Environmental OK needed to float stuck ship

A plan to pump ballast water out of a ship stuck off the coast of Cape Breton must be given environmental approval before another attempt is made to re-float the vessel, officials say.
The Canadian Coast Guard will likely try Tuesday night to free a barge stuck off Scaterie Island. (Canadian Coast Guard)

A plan to pump ballast water out of a ship stuck off the coast of Cape Breton must be given environmental approval before another attempt is made to re-float the vessel, officials say.

The M/V Canadian Miner has been stuck off Scaterie Island since late last week when it snapped a towline in heavy seas. It has 6.5 metric tonnes of diesel on board, used just to run the emergency generator.

The 230-metre ship is pressed against the shore and all efforts to pull it free have failed.

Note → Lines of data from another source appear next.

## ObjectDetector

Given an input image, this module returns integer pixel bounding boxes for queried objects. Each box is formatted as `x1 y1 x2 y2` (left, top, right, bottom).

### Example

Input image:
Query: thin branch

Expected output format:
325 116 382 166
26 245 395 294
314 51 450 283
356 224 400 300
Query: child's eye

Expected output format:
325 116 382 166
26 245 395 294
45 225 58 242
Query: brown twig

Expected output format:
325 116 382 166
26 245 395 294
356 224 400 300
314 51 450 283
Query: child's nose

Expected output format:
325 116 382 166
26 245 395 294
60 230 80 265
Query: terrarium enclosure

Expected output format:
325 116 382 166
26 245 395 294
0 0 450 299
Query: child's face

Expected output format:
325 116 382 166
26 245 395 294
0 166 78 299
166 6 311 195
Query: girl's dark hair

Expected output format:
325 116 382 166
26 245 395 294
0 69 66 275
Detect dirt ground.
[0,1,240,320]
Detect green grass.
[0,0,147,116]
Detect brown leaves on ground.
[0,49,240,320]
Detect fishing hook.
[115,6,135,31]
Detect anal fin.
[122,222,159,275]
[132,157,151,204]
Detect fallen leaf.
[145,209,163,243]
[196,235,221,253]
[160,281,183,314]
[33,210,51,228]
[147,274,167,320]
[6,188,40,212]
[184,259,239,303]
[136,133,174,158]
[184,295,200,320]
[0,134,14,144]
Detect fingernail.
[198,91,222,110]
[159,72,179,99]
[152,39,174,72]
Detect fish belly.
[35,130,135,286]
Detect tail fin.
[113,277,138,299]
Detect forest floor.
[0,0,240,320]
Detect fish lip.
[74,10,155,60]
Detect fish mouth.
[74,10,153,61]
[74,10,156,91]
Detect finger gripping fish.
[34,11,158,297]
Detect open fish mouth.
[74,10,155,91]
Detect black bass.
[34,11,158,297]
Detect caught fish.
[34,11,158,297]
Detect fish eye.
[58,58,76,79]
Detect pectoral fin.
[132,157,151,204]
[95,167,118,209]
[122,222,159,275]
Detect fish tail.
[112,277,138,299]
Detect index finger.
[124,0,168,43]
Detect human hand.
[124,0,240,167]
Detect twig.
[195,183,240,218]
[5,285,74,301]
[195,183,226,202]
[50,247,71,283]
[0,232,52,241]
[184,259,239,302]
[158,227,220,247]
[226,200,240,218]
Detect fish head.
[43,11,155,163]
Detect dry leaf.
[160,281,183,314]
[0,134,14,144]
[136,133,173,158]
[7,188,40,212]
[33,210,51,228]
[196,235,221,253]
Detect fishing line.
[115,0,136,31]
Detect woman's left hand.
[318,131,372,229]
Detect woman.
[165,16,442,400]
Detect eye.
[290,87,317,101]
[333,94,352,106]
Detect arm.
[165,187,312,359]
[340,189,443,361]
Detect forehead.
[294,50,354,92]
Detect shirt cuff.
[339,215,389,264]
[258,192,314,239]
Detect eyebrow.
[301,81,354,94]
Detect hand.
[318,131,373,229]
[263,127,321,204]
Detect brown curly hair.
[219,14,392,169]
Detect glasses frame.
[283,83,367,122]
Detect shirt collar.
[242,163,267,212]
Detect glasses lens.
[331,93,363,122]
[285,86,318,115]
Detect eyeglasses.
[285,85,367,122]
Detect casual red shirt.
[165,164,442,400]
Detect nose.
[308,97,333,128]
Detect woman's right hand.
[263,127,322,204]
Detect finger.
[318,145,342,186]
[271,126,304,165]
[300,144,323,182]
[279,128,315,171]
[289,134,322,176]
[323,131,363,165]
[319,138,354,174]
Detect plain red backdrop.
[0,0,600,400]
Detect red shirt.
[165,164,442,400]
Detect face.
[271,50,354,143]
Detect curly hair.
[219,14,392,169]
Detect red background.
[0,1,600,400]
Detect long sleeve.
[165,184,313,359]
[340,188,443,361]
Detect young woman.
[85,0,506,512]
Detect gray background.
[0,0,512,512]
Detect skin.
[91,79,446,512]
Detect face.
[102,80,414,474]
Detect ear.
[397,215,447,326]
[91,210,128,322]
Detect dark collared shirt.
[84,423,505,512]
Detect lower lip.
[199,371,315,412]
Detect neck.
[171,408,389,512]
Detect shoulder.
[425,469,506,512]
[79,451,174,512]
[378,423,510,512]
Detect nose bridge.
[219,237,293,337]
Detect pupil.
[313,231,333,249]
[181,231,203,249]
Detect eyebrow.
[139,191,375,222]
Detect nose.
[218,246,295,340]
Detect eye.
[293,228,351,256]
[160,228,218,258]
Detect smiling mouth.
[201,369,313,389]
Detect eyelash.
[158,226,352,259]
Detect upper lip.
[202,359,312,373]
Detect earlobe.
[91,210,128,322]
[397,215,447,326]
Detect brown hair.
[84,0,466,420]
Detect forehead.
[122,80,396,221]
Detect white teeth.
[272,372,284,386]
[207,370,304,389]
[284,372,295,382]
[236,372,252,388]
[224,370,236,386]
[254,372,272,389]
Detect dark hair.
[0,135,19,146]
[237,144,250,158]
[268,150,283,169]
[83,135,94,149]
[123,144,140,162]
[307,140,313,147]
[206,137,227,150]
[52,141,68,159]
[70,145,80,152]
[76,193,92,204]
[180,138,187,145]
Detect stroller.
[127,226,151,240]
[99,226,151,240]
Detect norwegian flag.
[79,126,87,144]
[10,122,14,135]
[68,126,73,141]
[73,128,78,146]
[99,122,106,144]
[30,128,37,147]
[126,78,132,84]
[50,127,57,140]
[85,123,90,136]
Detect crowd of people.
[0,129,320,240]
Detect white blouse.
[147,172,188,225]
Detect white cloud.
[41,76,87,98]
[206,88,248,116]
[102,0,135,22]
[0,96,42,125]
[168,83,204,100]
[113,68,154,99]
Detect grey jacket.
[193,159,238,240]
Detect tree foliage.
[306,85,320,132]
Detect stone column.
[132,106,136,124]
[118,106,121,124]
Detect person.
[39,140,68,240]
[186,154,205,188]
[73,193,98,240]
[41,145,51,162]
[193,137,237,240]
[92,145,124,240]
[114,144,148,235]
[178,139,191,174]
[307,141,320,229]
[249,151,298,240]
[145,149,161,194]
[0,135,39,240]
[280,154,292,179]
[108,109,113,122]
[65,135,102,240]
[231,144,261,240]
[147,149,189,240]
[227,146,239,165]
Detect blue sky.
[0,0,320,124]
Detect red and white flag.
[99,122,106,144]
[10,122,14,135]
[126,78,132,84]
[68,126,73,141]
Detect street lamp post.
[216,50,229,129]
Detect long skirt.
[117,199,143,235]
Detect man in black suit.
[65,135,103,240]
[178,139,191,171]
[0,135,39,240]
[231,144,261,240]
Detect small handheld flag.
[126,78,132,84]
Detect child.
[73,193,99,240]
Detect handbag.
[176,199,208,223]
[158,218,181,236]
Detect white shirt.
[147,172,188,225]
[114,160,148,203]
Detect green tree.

Fisherman Ken Wadden, from nearby Main-a-Dieu, is worried that if the decommissioned bulk carrier breaks up, it will ruin the lobster fishery.

"I don't know how long that ship's been on the ocean — I'd guess  30, 40 years plus. And you go down to the bottom of her bilge and cut her open, you wouldn't believe it: sludge and mud and oil and garbage," he said, adding that he has worked on such ships.

Wadden, who has been fishing in the area for 50 years, said an icebreaker could possibly pull the ship off.

But he's betting that Scaterie island, known for its shipwrecks, will be the ship's final destination, too. The Miner was on its way to Turkey to be scrapped.

In its working life, the ship carried coal, ore and grain on the Great Lakes.